# baratza



## richfish 1965 (Oct 28, 2011)

what baratza grinder would you recommend?


----------



## Glenn (Jun 14, 2008)

Which brewing method will you be using?

Not all Baratza grinders are suitable for espresso, and in fact some are better than more expensive models for filter only


----------



## richfish 1965 (Oct 28, 2011)

At the moment im drinking coffee with a frech press until i buy a espresso machine later on.I was advised to get a good quality coffee grinder 1st before a espresso machine.


----------



## Glenn (Jun 14, 2008)

Wise move.

Bear in mind some Baratza grinders are only suitable for filter

I have a Vario at home and get on very well with it


----------



## richfish 1965 (Oct 28, 2011)

I do like the look of the Mahlkonig Vario and the settings from espresso to french press look easy to change.Would you recommend this product and are spares available for burrs,hopper,portafilter holder,coffee collection box etc?.


----------



## chimpsinties (Jun 13, 2011)

You know what I HATE! It's that big "Reply to Thread" button just above the box. I'd just typed out a big reply to you and then without thinking hit that button and it doesn't do what it says. It just wipes out everything you've just typed in this box. Grrrrr! Here's the gist of it anyway.

I've got the Baratza Virtuoso and it's very good. I use it every morning for my espresso with my Gaggia Classic and then I grind my daily beans for my AeroPress in the office. It's got stepped grind settings so you can switch between the two easily.


----------



## cjbailey1 (Jan 17, 2011)

richfish 1965 said:


> I do like the look of the Mahlkonig Vario and the settings from espresso to french press look easy to change.Would you recommend this product and are spares available for burrs,hopper,portafilter holder,coffee collection box etc?.

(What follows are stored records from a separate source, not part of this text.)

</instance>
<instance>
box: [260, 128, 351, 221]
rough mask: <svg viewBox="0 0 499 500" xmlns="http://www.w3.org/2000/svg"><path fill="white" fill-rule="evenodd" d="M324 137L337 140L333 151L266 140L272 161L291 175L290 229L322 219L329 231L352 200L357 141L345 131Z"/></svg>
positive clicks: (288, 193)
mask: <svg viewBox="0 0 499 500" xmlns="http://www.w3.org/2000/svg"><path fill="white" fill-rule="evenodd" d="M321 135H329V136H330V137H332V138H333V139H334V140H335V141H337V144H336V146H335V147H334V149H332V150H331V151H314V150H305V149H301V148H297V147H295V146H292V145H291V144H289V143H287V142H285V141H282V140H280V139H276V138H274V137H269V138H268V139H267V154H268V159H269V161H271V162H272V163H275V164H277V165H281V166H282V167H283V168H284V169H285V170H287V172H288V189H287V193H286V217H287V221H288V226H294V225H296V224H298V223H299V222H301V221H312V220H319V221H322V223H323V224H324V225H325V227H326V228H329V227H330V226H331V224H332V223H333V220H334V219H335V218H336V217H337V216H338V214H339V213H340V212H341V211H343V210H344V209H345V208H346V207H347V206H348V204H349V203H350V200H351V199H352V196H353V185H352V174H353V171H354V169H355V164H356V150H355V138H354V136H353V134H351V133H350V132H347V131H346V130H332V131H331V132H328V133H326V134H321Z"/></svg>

Don't know what the spares etc. are like but I have the Mahlkonig Vario and my other (better?) half has the Virtuoso Preciso and I much prefer the vario although it would be a tough decision if I was buy both new as the grind quality seems to be very similar and the Preciso is a lot cheaper!


----------



## stavros (May 4, 2011)

While on the subject of Baratzas, if I were to buy a Baratza Vario from the US as opposed to a Mahlkönig from Britain, would it just be a case of changing the plugs? Or is it more complicated than that?


----------



## cjbailey1 (Jan 17, 2011)

I suspect they are all running on a switched mode power supply but it's worth confirming that it will run on UK mains voltage (230 V ±10% @ 50Hz) in which case it's just a case of putting an adaptor on the end or replacing the plug. The one thing I will say is remember to take into account customs charges and (stupidly high with some carriers) customs handling charges. I got stung with one courier, and I can't remember who, for almost £50 on a customs charge of £15.


----------



## stavros (May 4, 2011)

Ahh of course, I didn't think of the customs charges. Oh well. Not quite the bargain I imagined. I'll keep saving up then!


----------



## Glenn (Jun 14, 2008)

Bucket loads of spares available for the Mahlkonig and Baratza grinders. They're well supported brands in the UK


----------